- Learn how to use the Windows 11 emoji keyboard, what categories of symbols and extras are included, and how they render on other devices once sent.
- Even if you’re not an emoji fan you’ve surely used them at least a few times, right? Right?
- Windows 11 includes a very handy Emoji Keyboard you can open with not one, but two easy-to-remember Keyboard shortcuts.
You know that Microsoft embraced coolness when it added the emoji keyboard in Windows 10. With Windows 11 the emoji panel appearance didn’t change all that much, but a few categories were shuffled and rearranged. Also, a significant change is that the emoji keyboard is now merged with the clipboard history panel.
Also, emojis look a bit better. All seem to be redesigned and have a modern vibe to them.
What’s the Windows Emoji Shortcut to Open the Emoji Symbols Keyboard
There are not one, but two keyboards you can use to quickly open the emoji keyboard in Windows 11. These also work in Windows 10, if you’re wondering.
- Shortcut 1: Win + ; (Semicolon)
- Shortcut 2: Win + . (Period)
If the emoji keyboard shortcut is not working, make sure you’re not using a language different than the one of your keyboard legends. Symbols tend to be inverted, so maybe you’re not hitting the right keys.
This is how you insert an emoji in Notepad:
What Are the Emoji Categories You Can Use in Windows
Microsoft really diversified the emojis in Windows 11 and was kind enough to split them into categories, with a Recently used one readily available, so you don’t have to spend minutes finding your preferred emoji.

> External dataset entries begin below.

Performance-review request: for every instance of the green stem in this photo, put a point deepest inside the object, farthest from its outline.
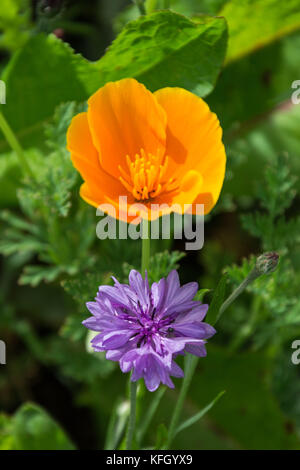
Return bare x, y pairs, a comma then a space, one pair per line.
150, 413
145, 228
15, 145
254, 274
132, 416
145, 246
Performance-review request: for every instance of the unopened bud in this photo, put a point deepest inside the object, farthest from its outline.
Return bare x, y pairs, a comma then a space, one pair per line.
267, 262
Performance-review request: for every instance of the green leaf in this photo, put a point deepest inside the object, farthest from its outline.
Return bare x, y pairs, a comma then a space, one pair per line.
167, 49
270, 20
217, 300
249, 414
46, 71
163, 49
15, 19
189, 422
31, 428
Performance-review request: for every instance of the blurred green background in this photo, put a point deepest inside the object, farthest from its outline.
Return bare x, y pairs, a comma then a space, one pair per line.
53, 393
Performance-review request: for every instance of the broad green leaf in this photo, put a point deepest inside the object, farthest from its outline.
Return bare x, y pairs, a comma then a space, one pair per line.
33, 429
253, 24
163, 49
167, 49
15, 19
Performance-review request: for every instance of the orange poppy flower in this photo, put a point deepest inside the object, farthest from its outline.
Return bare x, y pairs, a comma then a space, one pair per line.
161, 148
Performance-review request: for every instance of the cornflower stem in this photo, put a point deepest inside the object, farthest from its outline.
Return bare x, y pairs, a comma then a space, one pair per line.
189, 369
254, 274
15, 145
145, 228
132, 416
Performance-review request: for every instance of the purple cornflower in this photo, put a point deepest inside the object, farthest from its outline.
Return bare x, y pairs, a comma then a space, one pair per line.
146, 328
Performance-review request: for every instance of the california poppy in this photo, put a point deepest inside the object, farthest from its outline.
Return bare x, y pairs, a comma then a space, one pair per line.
161, 148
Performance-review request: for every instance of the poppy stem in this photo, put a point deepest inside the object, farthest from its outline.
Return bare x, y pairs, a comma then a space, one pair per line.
15, 145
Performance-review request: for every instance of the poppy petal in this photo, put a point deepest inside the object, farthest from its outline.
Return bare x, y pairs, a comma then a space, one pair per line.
194, 141
124, 117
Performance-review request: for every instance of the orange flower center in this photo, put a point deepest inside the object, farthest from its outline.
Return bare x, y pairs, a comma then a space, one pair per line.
145, 177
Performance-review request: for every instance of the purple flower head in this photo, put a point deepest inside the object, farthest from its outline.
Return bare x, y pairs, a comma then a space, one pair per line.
145, 328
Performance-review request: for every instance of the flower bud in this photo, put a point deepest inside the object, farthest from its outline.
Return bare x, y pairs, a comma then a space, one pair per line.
267, 262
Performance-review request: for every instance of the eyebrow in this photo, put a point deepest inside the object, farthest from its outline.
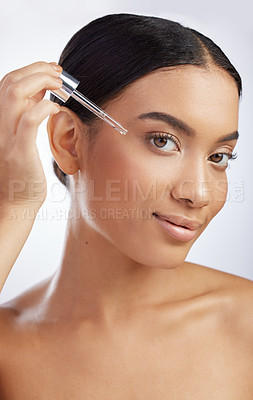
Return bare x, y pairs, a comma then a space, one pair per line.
181, 125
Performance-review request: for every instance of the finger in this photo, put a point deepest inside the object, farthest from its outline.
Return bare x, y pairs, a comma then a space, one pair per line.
17, 99
29, 122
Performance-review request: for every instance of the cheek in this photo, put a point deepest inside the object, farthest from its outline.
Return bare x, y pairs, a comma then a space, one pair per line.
122, 174
219, 195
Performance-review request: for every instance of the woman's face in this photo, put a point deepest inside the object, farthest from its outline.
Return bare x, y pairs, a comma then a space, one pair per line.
182, 174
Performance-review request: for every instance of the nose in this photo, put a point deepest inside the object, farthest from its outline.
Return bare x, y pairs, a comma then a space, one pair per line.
192, 186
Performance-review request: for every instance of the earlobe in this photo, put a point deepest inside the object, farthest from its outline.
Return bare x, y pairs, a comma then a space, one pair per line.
63, 135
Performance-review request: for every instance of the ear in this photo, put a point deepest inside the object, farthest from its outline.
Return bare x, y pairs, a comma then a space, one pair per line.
63, 134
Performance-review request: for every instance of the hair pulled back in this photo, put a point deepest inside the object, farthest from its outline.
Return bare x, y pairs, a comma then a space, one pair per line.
113, 51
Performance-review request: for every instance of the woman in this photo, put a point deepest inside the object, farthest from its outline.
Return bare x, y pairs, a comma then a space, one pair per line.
124, 316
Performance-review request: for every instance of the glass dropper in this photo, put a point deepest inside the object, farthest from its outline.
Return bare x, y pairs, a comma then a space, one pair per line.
68, 89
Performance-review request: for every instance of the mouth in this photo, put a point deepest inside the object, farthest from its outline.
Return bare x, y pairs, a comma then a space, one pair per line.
178, 227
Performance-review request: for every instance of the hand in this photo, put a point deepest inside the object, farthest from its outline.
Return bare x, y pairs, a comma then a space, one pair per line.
22, 109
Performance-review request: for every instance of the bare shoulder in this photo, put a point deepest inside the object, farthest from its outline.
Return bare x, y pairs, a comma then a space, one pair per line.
235, 295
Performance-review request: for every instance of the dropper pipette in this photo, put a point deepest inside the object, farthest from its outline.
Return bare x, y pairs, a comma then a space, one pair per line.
68, 89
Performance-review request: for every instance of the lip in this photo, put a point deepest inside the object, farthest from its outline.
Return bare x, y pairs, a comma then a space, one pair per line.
179, 227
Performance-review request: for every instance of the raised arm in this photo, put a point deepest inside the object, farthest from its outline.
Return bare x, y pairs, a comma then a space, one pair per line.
22, 179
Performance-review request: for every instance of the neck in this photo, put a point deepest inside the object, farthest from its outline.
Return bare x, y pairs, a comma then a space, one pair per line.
96, 280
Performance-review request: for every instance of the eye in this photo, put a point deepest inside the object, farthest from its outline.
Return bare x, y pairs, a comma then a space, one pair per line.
164, 141
222, 158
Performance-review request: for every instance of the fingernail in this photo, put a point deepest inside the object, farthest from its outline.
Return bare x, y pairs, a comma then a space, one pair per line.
56, 67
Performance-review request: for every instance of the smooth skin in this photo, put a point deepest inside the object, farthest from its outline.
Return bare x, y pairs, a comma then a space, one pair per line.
124, 316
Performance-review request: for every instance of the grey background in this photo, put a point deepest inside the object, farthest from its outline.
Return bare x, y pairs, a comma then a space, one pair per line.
32, 31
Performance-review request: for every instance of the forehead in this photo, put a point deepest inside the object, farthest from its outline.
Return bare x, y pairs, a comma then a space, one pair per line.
192, 93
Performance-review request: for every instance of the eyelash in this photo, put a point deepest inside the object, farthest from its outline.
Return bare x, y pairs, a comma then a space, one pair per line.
148, 136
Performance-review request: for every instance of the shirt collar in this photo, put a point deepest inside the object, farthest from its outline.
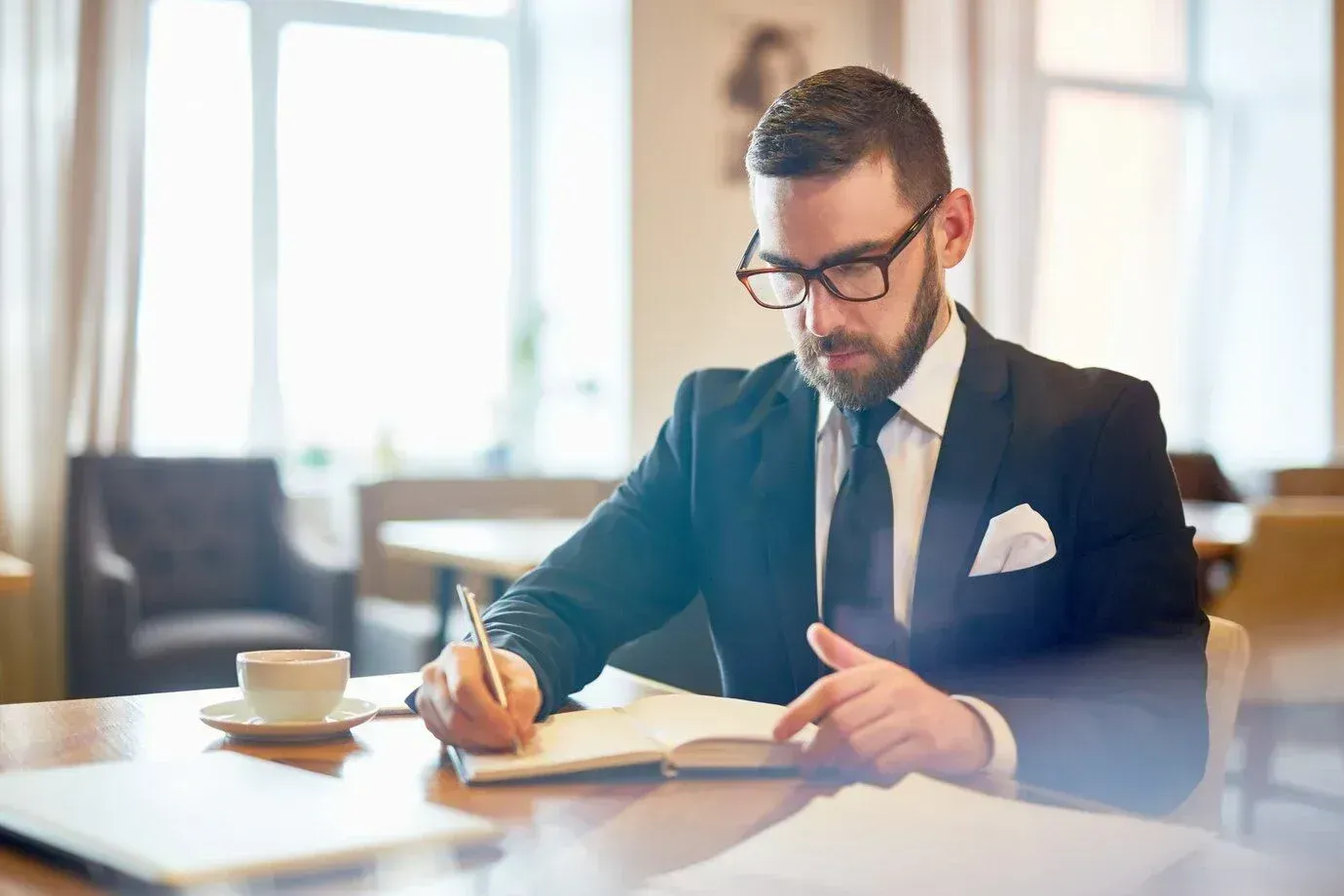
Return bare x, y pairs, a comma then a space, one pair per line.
926, 396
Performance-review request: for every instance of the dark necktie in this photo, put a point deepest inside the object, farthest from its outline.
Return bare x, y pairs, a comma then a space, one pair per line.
858, 591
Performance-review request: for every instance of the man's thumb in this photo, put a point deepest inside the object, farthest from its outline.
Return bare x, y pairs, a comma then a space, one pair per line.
835, 651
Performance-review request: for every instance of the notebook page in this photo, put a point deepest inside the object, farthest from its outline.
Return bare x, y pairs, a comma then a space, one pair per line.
566, 742
679, 718
936, 839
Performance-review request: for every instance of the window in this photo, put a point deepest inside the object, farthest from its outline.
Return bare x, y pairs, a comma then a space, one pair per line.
1121, 195
1174, 243
331, 229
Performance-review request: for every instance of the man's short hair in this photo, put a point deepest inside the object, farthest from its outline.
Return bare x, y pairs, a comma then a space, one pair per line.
828, 123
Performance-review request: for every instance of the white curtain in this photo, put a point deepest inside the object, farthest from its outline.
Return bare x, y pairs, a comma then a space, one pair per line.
71, 124
971, 60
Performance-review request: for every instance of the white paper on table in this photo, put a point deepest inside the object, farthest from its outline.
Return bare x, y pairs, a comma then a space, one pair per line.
929, 838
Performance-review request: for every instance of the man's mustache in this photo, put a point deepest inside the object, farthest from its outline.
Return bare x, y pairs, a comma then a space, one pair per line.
837, 343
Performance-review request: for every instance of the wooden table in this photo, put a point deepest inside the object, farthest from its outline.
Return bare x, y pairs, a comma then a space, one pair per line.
1220, 528
579, 836
499, 549
15, 576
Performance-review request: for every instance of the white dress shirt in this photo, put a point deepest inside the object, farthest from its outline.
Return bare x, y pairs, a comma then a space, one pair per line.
910, 443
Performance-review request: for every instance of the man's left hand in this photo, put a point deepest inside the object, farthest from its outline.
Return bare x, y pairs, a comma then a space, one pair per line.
877, 718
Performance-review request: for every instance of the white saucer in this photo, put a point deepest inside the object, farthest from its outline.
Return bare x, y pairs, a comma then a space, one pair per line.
234, 718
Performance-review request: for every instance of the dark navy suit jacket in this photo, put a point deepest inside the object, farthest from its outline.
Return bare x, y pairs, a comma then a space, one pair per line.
1096, 657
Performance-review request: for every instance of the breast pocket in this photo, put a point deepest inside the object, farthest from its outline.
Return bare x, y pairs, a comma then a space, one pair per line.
1005, 613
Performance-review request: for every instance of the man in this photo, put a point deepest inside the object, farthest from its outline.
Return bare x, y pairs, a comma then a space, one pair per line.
951, 553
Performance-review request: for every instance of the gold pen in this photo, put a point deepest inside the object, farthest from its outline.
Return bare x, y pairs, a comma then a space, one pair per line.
492, 670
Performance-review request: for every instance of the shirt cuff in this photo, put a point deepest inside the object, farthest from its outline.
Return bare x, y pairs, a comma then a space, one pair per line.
1003, 746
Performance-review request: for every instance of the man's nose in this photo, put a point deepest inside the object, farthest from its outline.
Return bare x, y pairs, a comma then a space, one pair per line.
824, 312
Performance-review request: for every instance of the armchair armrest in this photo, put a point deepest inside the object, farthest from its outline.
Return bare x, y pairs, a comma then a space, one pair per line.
317, 586
101, 630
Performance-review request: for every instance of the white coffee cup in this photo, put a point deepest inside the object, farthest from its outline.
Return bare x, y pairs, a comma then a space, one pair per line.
293, 686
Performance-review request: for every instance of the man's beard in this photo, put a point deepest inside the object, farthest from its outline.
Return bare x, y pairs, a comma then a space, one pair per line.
853, 392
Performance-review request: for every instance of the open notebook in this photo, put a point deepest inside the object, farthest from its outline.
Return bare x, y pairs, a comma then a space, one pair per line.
216, 815
675, 731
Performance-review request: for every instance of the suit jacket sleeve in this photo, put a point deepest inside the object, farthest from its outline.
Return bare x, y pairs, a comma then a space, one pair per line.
624, 574
1118, 715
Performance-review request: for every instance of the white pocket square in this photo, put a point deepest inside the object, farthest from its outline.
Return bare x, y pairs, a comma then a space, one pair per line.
1016, 539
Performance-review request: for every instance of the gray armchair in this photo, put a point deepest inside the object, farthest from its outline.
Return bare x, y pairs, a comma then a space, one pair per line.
175, 565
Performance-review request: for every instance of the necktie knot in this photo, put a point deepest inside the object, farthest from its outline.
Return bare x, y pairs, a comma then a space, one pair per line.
865, 425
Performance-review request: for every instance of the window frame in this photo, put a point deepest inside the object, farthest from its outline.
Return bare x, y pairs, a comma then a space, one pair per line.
1192, 94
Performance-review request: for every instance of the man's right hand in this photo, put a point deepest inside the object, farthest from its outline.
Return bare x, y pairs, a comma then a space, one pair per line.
457, 707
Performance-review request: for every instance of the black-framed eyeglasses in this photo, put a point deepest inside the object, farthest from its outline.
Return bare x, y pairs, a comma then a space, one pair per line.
858, 280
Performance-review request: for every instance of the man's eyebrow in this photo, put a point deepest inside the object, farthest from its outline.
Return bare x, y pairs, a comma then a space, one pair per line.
847, 254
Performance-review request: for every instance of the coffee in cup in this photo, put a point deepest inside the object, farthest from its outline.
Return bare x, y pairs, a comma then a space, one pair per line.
293, 686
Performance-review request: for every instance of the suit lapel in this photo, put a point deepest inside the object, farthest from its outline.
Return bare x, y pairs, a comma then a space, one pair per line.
784, 488
979, 424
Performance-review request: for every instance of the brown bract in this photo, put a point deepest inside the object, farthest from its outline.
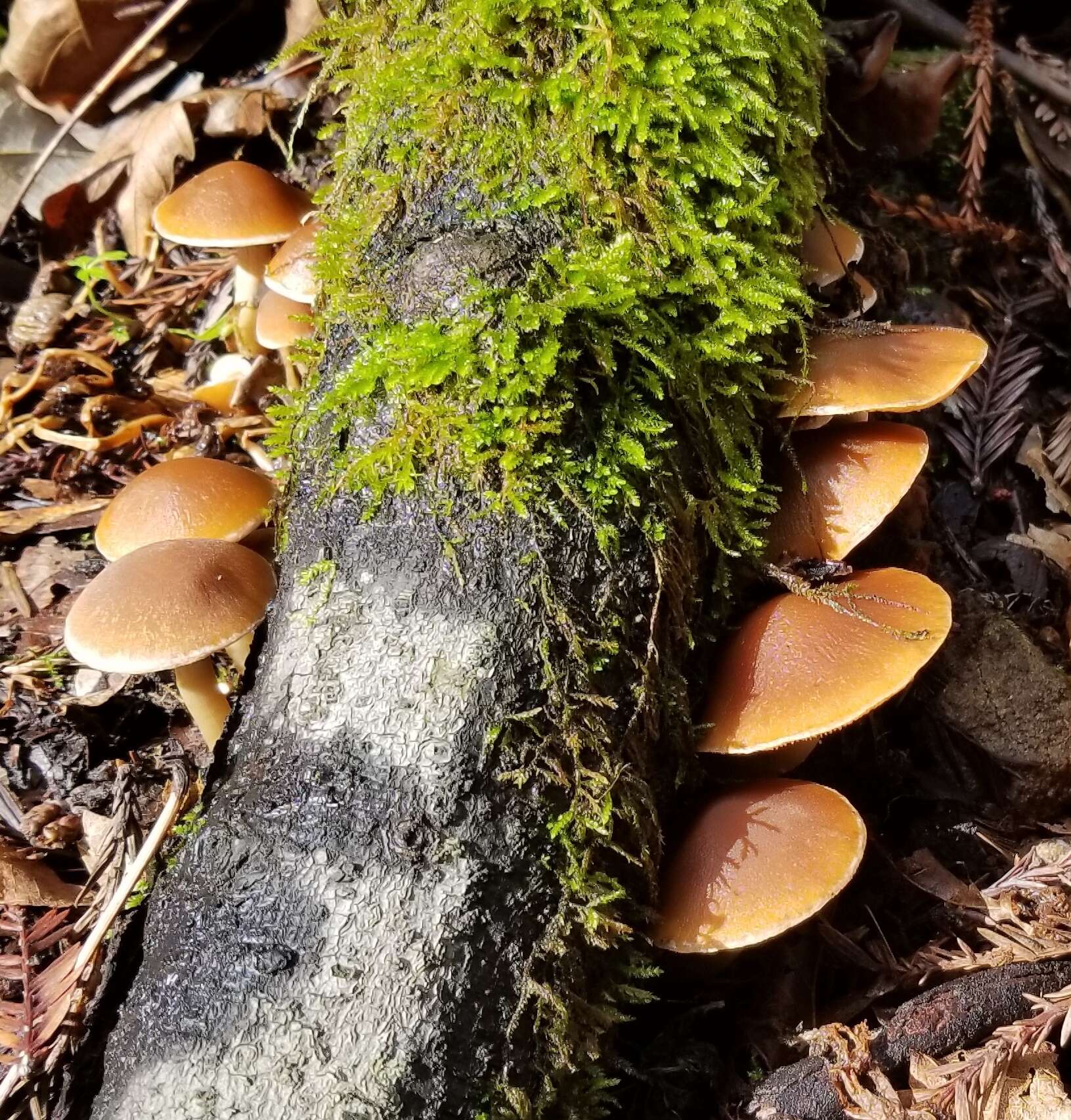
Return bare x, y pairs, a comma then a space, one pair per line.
281, 322
168, 605
291, 271
189, 497
798, 668
756, 862
230, 206
840, 484
827, 249
885, 369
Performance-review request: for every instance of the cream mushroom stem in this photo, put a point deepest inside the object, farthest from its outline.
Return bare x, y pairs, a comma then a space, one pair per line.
208, 706
250, 263
238, 652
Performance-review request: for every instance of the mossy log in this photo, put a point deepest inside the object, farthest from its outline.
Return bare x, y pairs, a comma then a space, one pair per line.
559, 270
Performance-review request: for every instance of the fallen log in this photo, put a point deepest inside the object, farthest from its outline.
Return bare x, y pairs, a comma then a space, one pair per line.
529, 448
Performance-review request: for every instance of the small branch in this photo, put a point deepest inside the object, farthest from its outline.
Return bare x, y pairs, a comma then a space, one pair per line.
928, 17
98, 89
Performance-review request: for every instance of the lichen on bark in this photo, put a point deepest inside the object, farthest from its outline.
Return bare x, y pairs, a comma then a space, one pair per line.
563, 238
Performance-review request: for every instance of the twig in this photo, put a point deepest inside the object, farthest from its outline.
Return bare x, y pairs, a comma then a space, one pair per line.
98, 90
951, 224
980, 106
934, 20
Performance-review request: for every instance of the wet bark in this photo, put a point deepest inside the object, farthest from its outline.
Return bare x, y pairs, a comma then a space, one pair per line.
349, 934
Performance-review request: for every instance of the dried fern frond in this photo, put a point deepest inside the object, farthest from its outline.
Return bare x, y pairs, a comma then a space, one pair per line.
986, 411
1049, 229
980, 24
950, 224
1058, 449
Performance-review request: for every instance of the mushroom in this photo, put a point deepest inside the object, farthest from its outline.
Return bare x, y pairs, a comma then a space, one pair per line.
181, 499
171, 605
238, 206
291, 271
800, 667
840, 484
829, 248
281, 322
758, 861
882, 368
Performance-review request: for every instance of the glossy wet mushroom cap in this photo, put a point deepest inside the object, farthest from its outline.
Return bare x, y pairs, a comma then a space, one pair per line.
885, 369
189, 497
829, 248
230, 206
758, 861
291, 271
281, 322
840, 484
168, 605
798, 669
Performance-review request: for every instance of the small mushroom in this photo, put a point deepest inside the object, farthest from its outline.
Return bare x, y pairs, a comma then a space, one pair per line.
281, 322
291, 273
840, 484
829, 248
882, 368
800, 667
171, 605
188, 497
758, 861
238, 206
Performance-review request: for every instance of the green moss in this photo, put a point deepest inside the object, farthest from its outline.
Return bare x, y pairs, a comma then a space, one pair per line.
666, 147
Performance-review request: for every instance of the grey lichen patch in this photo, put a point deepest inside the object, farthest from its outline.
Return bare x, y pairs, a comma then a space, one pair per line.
326, 1042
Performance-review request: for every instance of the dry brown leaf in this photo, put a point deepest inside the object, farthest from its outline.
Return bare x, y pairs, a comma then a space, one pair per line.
41, 569
17, 522
303, 17
1053, 543
58, 49
147, 147
1031, 454
32, 883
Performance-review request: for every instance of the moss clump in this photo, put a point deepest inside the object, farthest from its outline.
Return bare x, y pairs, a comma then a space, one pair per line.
670, 145
662, 149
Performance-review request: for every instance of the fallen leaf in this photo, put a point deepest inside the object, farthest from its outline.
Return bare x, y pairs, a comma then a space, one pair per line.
41, 569
32, 883
58, 49
303, 17
1055, 543
92, 688
1031, 454
18, 522
24, 133
146, 149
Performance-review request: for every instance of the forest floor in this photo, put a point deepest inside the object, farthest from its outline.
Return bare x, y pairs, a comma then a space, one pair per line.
961, 190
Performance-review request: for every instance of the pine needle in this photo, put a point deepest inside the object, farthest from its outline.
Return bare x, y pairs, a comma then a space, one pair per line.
986, 410
980, 104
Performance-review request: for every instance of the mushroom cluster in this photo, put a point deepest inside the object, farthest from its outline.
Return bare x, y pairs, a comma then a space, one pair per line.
270, 227
764, 857
181, 586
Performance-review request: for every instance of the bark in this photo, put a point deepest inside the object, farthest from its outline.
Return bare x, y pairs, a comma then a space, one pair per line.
351, 933
950, 1017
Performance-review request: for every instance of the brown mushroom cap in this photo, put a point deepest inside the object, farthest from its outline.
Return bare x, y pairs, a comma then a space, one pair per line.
854, 475
189, 497
281, 322
827, 249
291, 271
230, 206
885, 369
758, 861
167, 605
798, 669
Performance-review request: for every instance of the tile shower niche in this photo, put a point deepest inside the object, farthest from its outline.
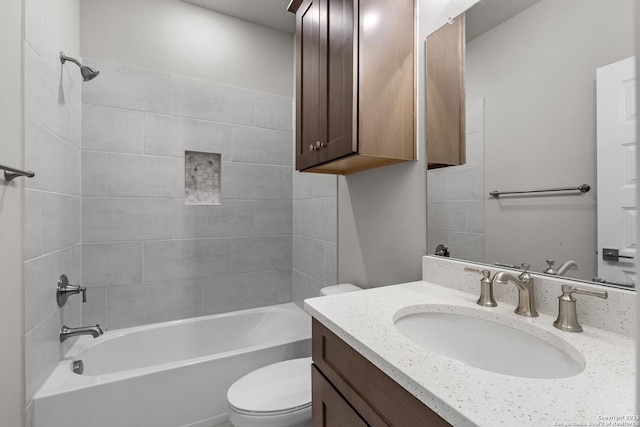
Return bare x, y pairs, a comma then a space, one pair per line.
202, 178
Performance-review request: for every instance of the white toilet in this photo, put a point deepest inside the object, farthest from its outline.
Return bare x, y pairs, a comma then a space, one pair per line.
277, 395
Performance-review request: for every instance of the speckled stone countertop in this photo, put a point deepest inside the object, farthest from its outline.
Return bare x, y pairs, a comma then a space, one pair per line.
468, 396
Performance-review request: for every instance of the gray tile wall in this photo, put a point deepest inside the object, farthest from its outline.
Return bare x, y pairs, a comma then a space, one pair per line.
315, 234
455, 196
148, 257
52, 201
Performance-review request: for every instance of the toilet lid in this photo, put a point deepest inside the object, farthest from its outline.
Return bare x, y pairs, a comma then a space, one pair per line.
281, 387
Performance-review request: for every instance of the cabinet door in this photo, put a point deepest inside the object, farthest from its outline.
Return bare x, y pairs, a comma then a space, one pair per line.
329, 407
307, 83
338, 79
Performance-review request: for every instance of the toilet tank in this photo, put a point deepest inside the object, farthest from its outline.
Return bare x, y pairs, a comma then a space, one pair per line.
339, 289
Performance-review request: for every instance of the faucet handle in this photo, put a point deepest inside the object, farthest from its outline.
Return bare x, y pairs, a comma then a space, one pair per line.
525, 276
567, 316
486, 287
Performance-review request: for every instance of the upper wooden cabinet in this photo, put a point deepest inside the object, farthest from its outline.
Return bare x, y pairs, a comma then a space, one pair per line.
446, 130
355, 84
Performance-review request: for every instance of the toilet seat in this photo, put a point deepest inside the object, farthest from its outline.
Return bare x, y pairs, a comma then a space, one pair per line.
278, 389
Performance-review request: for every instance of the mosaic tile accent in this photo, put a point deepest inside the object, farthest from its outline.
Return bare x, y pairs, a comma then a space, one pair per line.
202, 178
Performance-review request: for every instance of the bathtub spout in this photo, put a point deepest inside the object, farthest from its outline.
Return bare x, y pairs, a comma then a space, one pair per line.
66, 332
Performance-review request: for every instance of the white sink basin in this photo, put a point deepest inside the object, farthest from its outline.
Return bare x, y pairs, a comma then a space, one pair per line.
490, 345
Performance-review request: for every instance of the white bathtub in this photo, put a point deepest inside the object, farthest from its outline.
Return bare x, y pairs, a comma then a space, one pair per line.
168, 374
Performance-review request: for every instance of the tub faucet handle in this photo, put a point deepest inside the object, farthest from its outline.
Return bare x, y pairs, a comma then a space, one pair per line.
64, 290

- Smiley faces and animals
- Celebrations and objects
- Food and plants
- Transportation and places
There’s even a separate section for kaomojis, which are text-based Japanese emoticons, consisting of a large variety of characters, and are meant to be read horizontally.
Mistakenly placed on top of the Kaomoji panel is the Classic Ascii Emoticons.
Other Goodies Included in the Windows Emoji Panel
Two other panels might be of interest to you: the GIF section powered by Tenor and the Symbols section, which is basically a better-organized version of the old Character Map. These are split in:
- General punctuation
- Currency symbols
- Latin symbols
- Geometric symbols
- Math symbols
- Supplemental symbols
- Language Symbols
How do Windows 11 Emojis Look Like on Other Devices
Now if you’re wondering what the Windows 11 emojis look like on other devices I’ve sent a few via Skype and taken three screenshots for Windows 11, Windows 10, and Android:
As you can imagine, each device will replace emojis with the ones included in their operating system. Needless to say, they’re far from identical. Subjectively, I like the Windows 11 emojis the most. What about you?